Hoaks Seputar Vaksin
Informasi bohong diciptakan oleh manusia, buzzer, dan robot seputar vaksin jika tidak diantisipasi melalui pencerdasan dan pemahaman kepada masyarakat dapat menjadi penghambat program vaksinasi. Saat pertama kali pemerintah mengumumkan program vaksinasi kepada masyarakat, tidak sedikit informasi bohong dihembuskan.
Bahan baku vaksin berasal dari sesuatu yang tidak halal, vaksin mengandung chip yang disisipkan oleh produsen pembuat vaksin agar dapat mengendalikan manusia di kemudian hari. Segregrasi di bidang sosial ini telah terjadi sebagai residu dari peristiwa politik beberapa tahun lalu. Hembusan hoaks seputar vaksin rata-rata dilakukan oleh korban politik.

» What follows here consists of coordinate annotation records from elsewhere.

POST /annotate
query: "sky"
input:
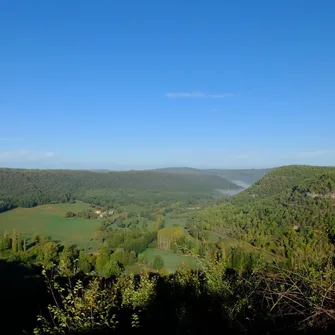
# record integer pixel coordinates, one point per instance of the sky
(145, 84)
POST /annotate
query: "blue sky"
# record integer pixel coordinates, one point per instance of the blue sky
(141, 84)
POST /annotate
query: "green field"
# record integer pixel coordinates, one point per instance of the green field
(49, 220)
(171, 259)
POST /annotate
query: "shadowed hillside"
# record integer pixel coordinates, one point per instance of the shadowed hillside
(27, 188)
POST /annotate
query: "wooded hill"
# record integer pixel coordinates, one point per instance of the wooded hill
(247, 176)
(27, 188)
(290, 213)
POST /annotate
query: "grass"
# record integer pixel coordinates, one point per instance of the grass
(171, 259)
(49, 220)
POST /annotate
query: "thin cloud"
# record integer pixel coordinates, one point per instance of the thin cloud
(316, 153)
(10, 139)
(198, 95)
(243, 156)
(24, 155)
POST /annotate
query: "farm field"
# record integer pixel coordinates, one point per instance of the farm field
(49, 220)
(171, 259)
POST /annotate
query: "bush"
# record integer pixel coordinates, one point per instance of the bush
(158, 262)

Upaya menangkal informasi bohong di atas telah dilakukan oleh pemerintah dengan melakukan beberapa pendekatan dan tindakan. Pertama, Majelis Ulama Indonesia mengeluarkan maklumat kehalalan vaksin. Kedua, untuk menumbuhkan kepercayaan dan menghilangkan rasa was-was masyarakat, vaksinasi gelombang pertama terlebih dahulu menyasar para pejabat negara terlebih dahulu. Hal tersebut telah dicontohkan oleh Presiden Joko Widodo secara langsung.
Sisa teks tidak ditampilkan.